BLBG: Yen, Dollar Fall as Signs of Eased Slump Reduce Safety Demand
The yen and dollar fell against all of their major counterparts on speculation the global economy has seen the worst of its slump, sapping demand for a refuge.
The dollar and yen dropped for a second day against the euro as a report showing a plunge in the U.S. economy also indicated smaller stockpiles may set the stage for a return to growth in the second half of the year.
“The dollar is under pressure as the safe-haven flow is unwinding,” said Sebastien Galy, a currency strategist at BNP Paribas Securities SA in New York. “It points to more risk taking.”
The yen weakened 1 percent to 128.05 per euro at 9:26 a.m. in New York, from 126.79 yesterday. Japan’s currency slid 0.4 percent to 96.79 versus the dollar from 96.45. The dollar declined 0.6 percent to $1.3230 per euro from $1.3149.
U.S. gross domestic product decreased at an annual rate of 6.1 percent in the first quarter, after shrinking 6.3 percent in the final three months of 2008, the Commerce Department reported today in Washington. The median forecast of 71 economists surveyed by Bloomberg was for a decrease of 4.7 percent.
Companies trimmed stockpiles at a $103.7 billion annual rate last quarter, the biggest drop since records began in 1947. Excluding the reduction, the economy would have contracted at a 3.4 percent pace.
The Federal Reserve will keep its target lending rate in a range of zero to 0.25 percent at today’s conclusion of a two-day meeting, a separate Bloomberg survey showed. Policy makers will announce their decision at 2:15 p.m. in Washington.
Dollar Versus Euro
The dollar plunged 3.4 percent against the euro on March 18 as traders speculated the Fed’s purchase of up to $300 billion in Treasuries would debase the currency. It was the biggest drop in the greenback since the euro’s 1999 debut.
The euro rose earlier against the dollar and yen after an index of executive and consumer sentiment in the 16 nations that use the single currency increased to 67.2, the first increase since May 2008. The April reading was up from 64.7 in March.
The German economy, Europe’s biggest, will return to growth next year after its steepest decline since World War II, the government said today in an e-mailed statement. The economy will grow 0.5 percent in 2010 after contracting 6 percent this year, the government said.
The euro may be a “lot higher in 12 months” against the dollar as the U.S. is “engaging in a policy mix that will effectively debase” its currency, Citigroup Inc. said.
The dollar will weaken because the Fed “has eased rates more than the European Central Bank will and the U.S. has been more aggressive fiscally than the euro zone will be,” New York- based Tom Fitzpatrick and London-based Shyam Devani wrote in a note yesterday.
‘Debase the Dollar’
“The net result will effectively debase the dollar,” which is “not necessarily a bad thing,” Citigroup said.

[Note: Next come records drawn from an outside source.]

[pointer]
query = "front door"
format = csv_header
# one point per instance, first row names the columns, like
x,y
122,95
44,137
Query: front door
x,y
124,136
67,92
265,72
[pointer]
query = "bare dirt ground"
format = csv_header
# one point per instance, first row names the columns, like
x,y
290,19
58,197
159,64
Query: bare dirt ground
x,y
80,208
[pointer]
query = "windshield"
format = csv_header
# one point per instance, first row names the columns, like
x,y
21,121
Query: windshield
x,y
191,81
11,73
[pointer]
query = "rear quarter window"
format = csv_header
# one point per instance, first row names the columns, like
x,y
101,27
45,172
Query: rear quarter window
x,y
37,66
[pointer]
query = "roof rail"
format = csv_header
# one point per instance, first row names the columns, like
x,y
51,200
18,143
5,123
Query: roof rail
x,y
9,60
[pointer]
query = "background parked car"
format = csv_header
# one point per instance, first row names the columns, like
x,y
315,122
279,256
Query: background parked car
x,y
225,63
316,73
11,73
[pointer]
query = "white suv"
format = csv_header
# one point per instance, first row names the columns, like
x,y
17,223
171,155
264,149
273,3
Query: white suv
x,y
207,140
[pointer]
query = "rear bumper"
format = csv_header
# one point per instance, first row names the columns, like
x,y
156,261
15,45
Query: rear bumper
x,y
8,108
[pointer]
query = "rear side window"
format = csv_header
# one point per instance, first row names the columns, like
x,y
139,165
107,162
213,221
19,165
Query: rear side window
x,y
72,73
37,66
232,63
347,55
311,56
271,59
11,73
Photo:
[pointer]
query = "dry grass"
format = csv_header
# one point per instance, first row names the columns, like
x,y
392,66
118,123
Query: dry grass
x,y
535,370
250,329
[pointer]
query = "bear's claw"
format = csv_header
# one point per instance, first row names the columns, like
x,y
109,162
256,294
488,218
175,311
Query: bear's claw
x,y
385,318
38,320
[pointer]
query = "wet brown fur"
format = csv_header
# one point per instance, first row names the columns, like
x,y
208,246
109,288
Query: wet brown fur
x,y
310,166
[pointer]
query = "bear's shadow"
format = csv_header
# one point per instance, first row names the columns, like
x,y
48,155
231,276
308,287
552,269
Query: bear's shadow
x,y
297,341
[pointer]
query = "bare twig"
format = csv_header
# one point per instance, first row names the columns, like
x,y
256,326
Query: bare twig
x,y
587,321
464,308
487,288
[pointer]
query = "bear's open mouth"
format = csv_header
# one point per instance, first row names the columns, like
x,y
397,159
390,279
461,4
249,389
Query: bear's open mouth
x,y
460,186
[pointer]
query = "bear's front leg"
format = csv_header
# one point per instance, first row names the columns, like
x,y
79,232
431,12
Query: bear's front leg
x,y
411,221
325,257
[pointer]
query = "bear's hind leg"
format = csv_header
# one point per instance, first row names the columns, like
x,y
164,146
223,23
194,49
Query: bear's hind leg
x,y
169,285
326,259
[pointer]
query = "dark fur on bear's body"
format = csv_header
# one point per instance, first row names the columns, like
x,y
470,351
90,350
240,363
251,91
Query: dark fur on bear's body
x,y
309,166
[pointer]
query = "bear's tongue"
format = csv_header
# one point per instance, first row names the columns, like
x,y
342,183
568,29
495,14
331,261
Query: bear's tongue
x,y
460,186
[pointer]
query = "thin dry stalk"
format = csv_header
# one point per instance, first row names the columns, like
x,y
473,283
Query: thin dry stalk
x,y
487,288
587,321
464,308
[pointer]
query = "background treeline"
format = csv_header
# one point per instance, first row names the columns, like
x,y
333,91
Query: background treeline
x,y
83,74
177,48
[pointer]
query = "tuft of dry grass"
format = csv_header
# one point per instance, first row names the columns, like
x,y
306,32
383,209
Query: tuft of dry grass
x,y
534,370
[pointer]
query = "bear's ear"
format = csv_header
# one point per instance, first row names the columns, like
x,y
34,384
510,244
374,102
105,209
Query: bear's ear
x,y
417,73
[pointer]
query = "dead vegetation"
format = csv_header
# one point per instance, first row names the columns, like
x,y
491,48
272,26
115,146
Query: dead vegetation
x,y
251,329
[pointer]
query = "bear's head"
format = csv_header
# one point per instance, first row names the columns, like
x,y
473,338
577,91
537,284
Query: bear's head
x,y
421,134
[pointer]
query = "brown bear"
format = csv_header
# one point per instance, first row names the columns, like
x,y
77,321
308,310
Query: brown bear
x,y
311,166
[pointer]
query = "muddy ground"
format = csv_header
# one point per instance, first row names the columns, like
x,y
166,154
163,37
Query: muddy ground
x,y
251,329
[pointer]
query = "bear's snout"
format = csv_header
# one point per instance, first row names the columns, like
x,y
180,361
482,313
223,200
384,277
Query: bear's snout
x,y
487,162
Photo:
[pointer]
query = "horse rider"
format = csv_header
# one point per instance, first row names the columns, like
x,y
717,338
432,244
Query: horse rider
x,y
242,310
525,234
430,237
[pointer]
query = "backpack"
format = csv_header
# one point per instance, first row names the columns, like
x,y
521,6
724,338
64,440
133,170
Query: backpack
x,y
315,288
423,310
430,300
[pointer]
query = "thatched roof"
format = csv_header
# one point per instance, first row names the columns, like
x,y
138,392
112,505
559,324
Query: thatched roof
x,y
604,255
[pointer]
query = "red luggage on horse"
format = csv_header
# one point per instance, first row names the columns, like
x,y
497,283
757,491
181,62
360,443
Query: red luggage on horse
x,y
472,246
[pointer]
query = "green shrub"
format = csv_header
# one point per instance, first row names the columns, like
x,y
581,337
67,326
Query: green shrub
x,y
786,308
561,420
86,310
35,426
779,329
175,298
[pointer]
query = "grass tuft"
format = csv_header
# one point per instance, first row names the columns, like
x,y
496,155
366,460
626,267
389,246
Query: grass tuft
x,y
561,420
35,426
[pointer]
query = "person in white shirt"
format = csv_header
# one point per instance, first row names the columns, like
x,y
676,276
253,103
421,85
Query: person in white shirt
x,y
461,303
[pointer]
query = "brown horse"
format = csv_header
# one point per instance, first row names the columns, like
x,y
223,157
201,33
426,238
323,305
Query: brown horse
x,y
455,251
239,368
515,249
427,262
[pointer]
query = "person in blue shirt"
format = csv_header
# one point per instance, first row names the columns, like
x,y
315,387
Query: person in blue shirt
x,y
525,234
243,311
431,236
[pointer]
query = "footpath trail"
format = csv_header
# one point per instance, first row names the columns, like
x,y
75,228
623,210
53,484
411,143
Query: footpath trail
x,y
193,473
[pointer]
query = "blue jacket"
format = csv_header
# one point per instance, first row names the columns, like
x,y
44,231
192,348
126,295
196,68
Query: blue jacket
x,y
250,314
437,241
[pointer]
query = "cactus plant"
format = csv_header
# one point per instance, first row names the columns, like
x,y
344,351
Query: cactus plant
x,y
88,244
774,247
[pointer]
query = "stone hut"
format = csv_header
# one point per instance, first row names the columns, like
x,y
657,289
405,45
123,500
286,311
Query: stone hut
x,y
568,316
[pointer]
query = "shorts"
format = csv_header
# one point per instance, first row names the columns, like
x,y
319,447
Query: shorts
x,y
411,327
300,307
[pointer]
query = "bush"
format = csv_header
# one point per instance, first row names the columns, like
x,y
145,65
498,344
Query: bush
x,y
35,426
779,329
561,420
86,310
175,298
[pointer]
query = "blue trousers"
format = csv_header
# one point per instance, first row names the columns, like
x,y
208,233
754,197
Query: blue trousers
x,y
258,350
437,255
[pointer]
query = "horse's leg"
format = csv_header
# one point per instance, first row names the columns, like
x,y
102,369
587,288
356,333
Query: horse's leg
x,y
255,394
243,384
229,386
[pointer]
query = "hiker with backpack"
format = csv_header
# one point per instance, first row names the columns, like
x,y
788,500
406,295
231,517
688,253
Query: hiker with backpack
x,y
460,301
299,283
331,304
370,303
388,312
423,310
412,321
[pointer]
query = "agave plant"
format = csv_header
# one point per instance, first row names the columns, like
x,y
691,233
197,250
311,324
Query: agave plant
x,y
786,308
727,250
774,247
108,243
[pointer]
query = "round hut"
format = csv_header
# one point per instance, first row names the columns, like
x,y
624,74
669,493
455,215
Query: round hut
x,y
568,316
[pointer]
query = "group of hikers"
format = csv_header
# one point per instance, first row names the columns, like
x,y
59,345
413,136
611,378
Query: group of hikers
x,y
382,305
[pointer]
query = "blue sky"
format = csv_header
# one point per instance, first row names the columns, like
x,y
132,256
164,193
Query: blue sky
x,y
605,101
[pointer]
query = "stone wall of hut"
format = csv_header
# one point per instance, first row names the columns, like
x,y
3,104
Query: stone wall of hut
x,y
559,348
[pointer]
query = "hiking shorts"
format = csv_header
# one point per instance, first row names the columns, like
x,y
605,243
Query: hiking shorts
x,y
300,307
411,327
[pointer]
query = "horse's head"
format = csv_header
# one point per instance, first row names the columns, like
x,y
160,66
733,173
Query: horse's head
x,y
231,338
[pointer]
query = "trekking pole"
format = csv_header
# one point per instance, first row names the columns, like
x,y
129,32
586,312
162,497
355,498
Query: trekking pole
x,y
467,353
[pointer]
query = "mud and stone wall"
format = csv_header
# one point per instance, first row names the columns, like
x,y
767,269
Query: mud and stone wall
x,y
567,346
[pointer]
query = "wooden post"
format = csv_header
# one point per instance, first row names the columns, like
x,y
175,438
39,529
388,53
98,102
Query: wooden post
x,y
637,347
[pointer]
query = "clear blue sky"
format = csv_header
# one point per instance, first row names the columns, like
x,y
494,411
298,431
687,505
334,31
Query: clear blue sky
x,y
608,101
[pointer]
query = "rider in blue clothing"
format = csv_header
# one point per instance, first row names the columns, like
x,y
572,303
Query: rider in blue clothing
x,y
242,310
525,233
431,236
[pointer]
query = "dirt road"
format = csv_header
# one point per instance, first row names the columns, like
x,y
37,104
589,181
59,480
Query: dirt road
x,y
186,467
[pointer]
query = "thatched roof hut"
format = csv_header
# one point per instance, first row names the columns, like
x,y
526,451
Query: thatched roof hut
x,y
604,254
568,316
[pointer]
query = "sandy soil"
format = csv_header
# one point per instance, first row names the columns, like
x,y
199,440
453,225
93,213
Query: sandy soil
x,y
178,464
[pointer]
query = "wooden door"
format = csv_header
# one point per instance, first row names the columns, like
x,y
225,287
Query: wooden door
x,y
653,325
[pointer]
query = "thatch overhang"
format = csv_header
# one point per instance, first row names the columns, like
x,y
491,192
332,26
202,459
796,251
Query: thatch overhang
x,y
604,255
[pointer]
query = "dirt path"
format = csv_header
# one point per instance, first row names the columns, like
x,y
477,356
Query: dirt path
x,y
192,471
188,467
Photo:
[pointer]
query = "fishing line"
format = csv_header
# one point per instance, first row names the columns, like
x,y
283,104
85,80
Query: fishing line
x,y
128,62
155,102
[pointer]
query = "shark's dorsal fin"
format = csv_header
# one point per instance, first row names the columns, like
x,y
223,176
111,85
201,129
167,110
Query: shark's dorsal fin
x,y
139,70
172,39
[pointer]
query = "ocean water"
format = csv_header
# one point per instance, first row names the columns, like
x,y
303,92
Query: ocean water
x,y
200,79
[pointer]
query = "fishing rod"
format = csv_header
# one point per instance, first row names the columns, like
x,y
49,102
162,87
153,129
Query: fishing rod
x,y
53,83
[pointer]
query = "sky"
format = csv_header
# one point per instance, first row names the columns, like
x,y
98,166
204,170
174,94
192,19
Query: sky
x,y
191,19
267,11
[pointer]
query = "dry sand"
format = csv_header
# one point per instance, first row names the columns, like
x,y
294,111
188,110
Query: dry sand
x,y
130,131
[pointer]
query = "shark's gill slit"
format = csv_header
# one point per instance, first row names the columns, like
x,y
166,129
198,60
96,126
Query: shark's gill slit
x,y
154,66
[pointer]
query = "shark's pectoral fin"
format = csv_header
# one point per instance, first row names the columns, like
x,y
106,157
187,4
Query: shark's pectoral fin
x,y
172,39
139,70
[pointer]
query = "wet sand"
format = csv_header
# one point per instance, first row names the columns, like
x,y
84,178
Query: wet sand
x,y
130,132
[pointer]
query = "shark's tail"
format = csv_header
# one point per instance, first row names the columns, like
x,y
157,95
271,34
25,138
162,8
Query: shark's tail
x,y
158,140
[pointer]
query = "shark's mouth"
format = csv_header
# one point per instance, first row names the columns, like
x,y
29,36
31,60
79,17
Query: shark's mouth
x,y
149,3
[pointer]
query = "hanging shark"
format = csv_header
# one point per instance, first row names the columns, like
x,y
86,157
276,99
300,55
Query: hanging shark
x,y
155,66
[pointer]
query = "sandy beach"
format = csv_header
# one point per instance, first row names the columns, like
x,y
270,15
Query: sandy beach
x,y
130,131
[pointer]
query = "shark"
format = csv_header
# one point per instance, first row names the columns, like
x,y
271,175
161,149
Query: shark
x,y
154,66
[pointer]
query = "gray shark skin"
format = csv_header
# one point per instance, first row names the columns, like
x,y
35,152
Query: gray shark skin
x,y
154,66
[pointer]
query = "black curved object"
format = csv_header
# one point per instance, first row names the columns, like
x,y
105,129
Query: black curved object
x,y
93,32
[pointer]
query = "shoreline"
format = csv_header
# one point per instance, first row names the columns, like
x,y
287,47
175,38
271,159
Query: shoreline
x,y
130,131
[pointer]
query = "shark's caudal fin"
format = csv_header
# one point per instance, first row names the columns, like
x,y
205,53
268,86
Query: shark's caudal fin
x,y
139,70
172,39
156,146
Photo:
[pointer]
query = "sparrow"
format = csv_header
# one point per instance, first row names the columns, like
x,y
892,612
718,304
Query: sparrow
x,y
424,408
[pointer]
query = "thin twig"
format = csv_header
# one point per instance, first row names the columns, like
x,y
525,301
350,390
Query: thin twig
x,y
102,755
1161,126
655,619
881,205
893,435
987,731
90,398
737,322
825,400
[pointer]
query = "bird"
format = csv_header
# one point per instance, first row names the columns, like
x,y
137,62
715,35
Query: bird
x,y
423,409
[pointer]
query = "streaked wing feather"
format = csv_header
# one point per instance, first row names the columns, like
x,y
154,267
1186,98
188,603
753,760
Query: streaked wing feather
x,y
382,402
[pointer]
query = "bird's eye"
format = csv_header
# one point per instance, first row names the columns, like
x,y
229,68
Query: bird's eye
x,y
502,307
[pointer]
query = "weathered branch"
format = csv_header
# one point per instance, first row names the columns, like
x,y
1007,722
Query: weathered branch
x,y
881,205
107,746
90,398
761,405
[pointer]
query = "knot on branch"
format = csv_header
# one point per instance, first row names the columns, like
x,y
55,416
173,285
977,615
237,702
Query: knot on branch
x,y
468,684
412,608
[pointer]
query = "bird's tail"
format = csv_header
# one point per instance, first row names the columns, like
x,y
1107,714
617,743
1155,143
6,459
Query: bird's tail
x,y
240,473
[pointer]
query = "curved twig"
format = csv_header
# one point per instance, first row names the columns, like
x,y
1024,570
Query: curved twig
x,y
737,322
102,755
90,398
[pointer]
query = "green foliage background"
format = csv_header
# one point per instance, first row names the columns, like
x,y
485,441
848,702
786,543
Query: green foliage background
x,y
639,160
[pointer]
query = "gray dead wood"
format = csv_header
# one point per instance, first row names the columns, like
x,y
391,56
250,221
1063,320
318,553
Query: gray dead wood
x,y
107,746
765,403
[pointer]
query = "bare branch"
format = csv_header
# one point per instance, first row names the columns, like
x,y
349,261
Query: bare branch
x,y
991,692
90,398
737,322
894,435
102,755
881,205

The pound gained 0.5 percent to $1.4708 and 0.9 percent to 142.44 yen as better-than-expected earnings spurred gains in stock markets.
“Equity markets and stock futures are in positive territory,” said Masashi Kurabe, head of currency sales and trading at Bank of Tokyo-Mitsubishi UFJ Ltd. in Hong Kong. “This is causing selling of the yen.”
The Dow Jones Stoxx 600 Index added 1.1 percent, while the FTSE 100 Index of U.K. stocks gained 1.1 percent. The Standard & Poor’s 500 Index was 0.2 percent higher. The MSCI World Index rose 0.7 percent.
Siemens Profit
Operating profit at Siemens AG’s industry, energy and health-care units climbed to 1.84 billion euros ($2.43 billion) from 1.29 billion euros, the Munich-based company said today. Analysts in a Bloomberg survey predicted 1.65 billion euros.
DreamWorks Animation SKG Inc., the maker of ‘Shrek’ movies, said first-quarter profit more than doubled on theatrical and home-video sales from “Madagascar: Escape 2 Africa.”
Japan’s currency fell for the first time in nine days versus the South Korean won after the Bank of Korea said the current-account surplus, the broadest measure of trade, swelled to $6.65 billion last month, almost doubling from February. New Zealand’s exports surged 17 percent from the prior month, the first back-to-back increase since December 2007, the statistics bureau said.
“Overall the data are slightly more positive,” said Lee Wai Tuck, a currency strategist at Forecast Pte in Singapore. “This is weighing on the yen and the dollar.”